EngEd Community

Section’s Engineering Education (EngEd) Program fosters a community of university students in Computer Science related fields of study to research and share topics that are relevant to engineers in the modern technology landscape. You can find more information and program guidelines in the GitHub repository. If you're currently enrolled in a Computer Science related field of study and are interested in participating in the program, please complete this form .

A Step by Step Guide to Implement Naive Bayes Algorithm in R

November 18, 2021

Naive Bayes is a machine learning algorithm based on the Bayes Theorem, and it’s used to solve classification problems. The Naive Bayes classifier is very effective and can be used with highly complex problems despite its simplicity. Due to its ability to handle highly complex tasks, the Naive Bayes has gained popularity in machine learning for a long time. Some Naive Bayes applications include; sentiment analysis, spam filtering, text classification, and much more.

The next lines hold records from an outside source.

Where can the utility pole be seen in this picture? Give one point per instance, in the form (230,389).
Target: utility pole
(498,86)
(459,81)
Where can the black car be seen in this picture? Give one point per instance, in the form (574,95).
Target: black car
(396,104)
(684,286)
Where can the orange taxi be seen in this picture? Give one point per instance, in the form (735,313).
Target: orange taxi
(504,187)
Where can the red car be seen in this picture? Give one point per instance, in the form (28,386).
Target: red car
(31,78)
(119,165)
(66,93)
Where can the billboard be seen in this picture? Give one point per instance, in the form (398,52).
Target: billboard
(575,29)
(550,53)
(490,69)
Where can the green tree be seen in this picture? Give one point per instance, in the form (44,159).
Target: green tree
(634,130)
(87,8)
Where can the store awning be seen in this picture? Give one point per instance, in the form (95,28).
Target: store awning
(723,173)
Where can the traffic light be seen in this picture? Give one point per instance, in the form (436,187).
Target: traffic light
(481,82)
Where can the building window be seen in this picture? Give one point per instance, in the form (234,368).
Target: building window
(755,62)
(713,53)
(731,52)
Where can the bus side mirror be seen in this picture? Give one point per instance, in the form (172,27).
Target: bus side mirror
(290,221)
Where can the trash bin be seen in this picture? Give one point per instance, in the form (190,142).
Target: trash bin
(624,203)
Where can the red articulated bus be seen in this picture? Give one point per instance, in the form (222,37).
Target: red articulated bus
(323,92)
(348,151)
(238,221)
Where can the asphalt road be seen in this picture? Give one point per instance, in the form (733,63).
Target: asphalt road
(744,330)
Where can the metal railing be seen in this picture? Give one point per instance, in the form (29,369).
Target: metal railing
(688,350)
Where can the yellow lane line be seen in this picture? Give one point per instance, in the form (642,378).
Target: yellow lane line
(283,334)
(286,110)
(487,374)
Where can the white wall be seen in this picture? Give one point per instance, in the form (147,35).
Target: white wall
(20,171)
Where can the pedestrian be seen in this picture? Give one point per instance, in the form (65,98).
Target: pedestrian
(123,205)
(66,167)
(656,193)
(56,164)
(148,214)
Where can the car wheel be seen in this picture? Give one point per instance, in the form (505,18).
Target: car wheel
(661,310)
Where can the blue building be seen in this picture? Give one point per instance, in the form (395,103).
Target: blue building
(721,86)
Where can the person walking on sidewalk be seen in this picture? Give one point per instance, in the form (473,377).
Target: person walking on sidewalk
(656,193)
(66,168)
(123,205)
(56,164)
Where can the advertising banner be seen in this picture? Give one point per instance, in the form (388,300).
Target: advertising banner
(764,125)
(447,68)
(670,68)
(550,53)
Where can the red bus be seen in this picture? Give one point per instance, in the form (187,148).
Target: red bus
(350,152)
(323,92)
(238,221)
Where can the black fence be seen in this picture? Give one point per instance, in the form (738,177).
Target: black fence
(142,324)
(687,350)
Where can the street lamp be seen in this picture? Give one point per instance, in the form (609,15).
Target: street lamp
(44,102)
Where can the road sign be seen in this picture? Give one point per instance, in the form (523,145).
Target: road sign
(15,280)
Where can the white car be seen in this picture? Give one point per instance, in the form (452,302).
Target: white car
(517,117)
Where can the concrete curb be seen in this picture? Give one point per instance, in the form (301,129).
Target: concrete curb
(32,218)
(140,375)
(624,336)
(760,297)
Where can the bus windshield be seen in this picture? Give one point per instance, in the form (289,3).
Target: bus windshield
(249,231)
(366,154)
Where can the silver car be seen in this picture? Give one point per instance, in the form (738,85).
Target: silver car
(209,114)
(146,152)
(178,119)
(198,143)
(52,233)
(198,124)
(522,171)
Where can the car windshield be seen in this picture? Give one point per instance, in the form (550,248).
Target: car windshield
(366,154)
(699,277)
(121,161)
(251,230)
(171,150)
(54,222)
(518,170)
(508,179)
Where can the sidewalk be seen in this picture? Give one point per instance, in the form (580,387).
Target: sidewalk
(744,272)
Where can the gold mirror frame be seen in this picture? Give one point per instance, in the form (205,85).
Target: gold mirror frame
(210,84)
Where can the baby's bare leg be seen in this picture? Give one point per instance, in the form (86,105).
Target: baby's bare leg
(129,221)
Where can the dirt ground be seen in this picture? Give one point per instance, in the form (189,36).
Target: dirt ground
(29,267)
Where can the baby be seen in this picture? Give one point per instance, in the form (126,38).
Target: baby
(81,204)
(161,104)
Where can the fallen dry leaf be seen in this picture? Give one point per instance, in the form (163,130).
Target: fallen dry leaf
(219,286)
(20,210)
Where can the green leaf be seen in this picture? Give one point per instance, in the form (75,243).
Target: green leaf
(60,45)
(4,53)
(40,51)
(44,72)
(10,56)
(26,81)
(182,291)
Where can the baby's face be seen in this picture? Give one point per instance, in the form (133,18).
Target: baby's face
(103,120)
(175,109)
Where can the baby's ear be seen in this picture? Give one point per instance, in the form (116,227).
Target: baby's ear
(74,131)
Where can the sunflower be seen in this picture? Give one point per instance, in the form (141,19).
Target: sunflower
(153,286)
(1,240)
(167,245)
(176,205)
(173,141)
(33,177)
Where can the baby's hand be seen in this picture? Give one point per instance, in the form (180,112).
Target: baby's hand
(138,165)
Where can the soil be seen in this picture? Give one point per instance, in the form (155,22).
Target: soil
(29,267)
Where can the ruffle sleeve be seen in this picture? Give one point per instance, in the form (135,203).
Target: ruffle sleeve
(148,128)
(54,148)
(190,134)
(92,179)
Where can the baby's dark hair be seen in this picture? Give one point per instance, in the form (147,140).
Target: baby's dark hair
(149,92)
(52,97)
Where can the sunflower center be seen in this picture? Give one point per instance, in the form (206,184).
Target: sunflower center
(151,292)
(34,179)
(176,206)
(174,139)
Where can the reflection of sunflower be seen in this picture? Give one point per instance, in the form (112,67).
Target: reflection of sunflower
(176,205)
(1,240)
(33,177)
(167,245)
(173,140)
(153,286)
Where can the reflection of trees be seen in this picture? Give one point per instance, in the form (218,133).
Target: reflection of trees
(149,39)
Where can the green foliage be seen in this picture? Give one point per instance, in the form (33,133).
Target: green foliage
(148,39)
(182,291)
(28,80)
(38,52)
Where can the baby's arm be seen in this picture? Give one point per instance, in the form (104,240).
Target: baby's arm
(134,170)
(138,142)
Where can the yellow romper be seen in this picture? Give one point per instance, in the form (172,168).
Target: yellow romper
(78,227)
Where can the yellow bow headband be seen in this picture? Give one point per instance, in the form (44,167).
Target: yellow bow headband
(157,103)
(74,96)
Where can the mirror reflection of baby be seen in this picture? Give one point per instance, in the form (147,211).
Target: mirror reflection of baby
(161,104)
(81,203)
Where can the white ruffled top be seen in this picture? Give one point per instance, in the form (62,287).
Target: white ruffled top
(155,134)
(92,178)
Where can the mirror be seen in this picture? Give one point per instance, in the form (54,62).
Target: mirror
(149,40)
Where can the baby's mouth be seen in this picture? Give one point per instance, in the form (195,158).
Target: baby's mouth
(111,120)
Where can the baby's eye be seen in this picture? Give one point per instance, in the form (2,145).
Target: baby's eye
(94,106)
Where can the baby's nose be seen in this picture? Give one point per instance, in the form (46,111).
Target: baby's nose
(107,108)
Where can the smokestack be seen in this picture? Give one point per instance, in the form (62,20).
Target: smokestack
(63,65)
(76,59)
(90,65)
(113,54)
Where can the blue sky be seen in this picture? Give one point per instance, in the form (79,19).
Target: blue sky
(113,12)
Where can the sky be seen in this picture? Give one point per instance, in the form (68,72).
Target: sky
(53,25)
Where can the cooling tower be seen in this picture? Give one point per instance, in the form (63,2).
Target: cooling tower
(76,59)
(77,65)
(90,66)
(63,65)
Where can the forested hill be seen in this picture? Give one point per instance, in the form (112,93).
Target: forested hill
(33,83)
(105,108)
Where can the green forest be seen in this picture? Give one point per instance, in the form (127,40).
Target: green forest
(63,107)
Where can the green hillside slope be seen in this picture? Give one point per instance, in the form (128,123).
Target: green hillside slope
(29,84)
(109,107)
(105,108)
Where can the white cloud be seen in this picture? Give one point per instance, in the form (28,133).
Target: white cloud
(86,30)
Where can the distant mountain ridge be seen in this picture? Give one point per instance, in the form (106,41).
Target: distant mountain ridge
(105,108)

This tutorial will discuss the Naive Bayes algorithm and its principles to deliver a solid and clear understanding of this tool. Later, we will discuss the real-world application of the Naive Bayes algorithm. Finally, we will implement and evaluate its performance using a confusion matrix in R.

Prerequisites

To follow along with this tutorial, you’re required to have:

  • R installed on your computer.
  • Programming skills in R.
  • A dataset that we will use in our implementation.
  • Required packages installed, i.e.,
    • install.packages(‘caTools’)
    • install.packages(‘e1071’)

Introduction to the Naive Bayes Algorithm

Before diving into Naive Bayes, we must first understand the Bayes Theorem and its assumptions. To understand this, we first consider a conditional probability from which the mathematical representation of the Bayes theorem is derived.

From the probability and statistic world, the conditional probability is defined as:

$p(A|B)=\frac{p(A\cap B)}{p(B)}$

Where:

  • A and B are two events.
  • $p(A|B)$ is the conditional probability. We read this as the probability of A given B.
  • $p(A\cap B)=p(A, B)$ is called the joint probability, i.e., probability of A and B happening together.
  • $p(B)$ is the probability of event ${B}$ .

From the probability rules: Sum: $p(A)=\sum_{all B} {p(A,B)}$ and,

Product: ${p(A,B)}=p(B|A)p(A)$

From the symmetry property $p(A, B) = p(B, A)$, thus, we can define:

$p(B|A)=\frac{p(A,B)}{p(A)}\rightarrow {p(A,B)}=p(B|A)p(A)$

This relationship defines how the product rule above comes about.

Using the rule above, we can rewrite our conditional probability as follows:

$p(A|B)=\frac{p(B|A)p(A)}{p(B)}$ which is the Bayes theorem.

Note that, introducing the sum rule on the $p{(B)}$, this theorem can be written as:

$p(A|B)=\frac{p(B|A)p(A))}{\sum_{all A} {p(B|A)p(A)}}$.

Now that we know the mathematical representation of the Bayes theorem let’s understand its components.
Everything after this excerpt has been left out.